The pattern is older than the term. Geoffrey Huntley's "Ralph" technique (early 2026, before there was a name for any of this) is a one-line shell loop that feeds the same prompt to a fresh agent until a status file says done. The articles correctly cite Ralph as the prior art. My setup is a more structured version of the same idea, with named roles and explicit gates instead of one prompt and a status file. Many other practitioners landed on similar shapes independently. The Anthropic Effective harnesses for long-running agents write-up describes the same primitives. OpenAI's Symphony is a fleet-management layer over the same cycle.

What the term does is consolidate a lot of small individual realisations into one named thing that the field can argue about. That is not nothing. Before the name, you had to spend a paragraph explaining what you were doing. After the name, you can point at the stack and say "this is the loop part" and most people understand. Naming things compresses the discourse, and a compressed discourse moves faster.

The other thing the term does is force the maker/checker question to the front. A lot of the early agentic coding hype was "one big agent that does everything." The loop engineering framing makes it obvious that the interesting design choices are about the structure of the loop, not the capability of the single agent. That is the right place for the leverage to be.

What the articles get wrong

Two things, mostly minor.

First, the articles tend to treat the maker/checker split as something you bolt onto a single-agent setup. In practice, the more useful framing is that the loop is multi-agent by construction. The PM is not an enhanced single agent. It is a different kind of agent, with a different job, that happens to dispatch other agents. Treating the orchestrator as first-class changes the questions you ask about the system.

Second, the cost numbers in the new posts are wild. A six-pass code review at frontier-model rates per PR adds up fast.

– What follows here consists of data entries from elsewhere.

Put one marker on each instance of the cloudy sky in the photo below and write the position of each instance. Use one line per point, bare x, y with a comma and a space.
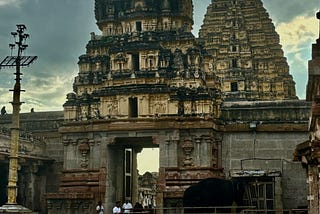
60, 29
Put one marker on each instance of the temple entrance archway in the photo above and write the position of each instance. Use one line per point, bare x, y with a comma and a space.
125, 151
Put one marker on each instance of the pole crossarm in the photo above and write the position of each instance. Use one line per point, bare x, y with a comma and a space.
11, 61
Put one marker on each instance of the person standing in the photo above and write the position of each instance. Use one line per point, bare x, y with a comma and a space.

The H100 in production economics make this more defensible, but the articles tend to gloss the operating envelope. Loop engineering only pays for itself when the loop produces something worth its token budget, which is much harder than getting the loop to run.

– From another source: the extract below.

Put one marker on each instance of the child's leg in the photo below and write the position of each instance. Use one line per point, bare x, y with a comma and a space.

What I am taking from this

Mostly that the term is useful enough that I will start using it. "Pi-ensemble is my loop engineering setup" is shorter than what I used to have to say.

The deeper thing is the same observation that comes up every time the field names a pattern that practitioners were already running. The naming compresses the discourse, but it also resets the apparent frontier. Articles dated June 7 onward get framed as "the new wave." Setups that were doing the same thing in March or April look like prior art. There is a slight unfairness in how the credit lands, and a slightly larger unfairness in how the buyer-facing narrative settles ("this just emerged"). Neither is the term's fault. The pattern is older than the name, and the people who needed the pattern figured it out before there was a name for it.

If you are reading the loop engineering articles and thinking "this looks like what I have been doing," you are probably right. The discourse caught up. That is good. Use the name. Cite the framing. And do not be surprised that the actual work, the rubrics inside the loop, the verification step, the taste calibration, did not get easier just because there is a term for the box you put it all in.

Mine are not perfect, by the way. Still tuning. Current state at github.com/randomm/pi-ensemble.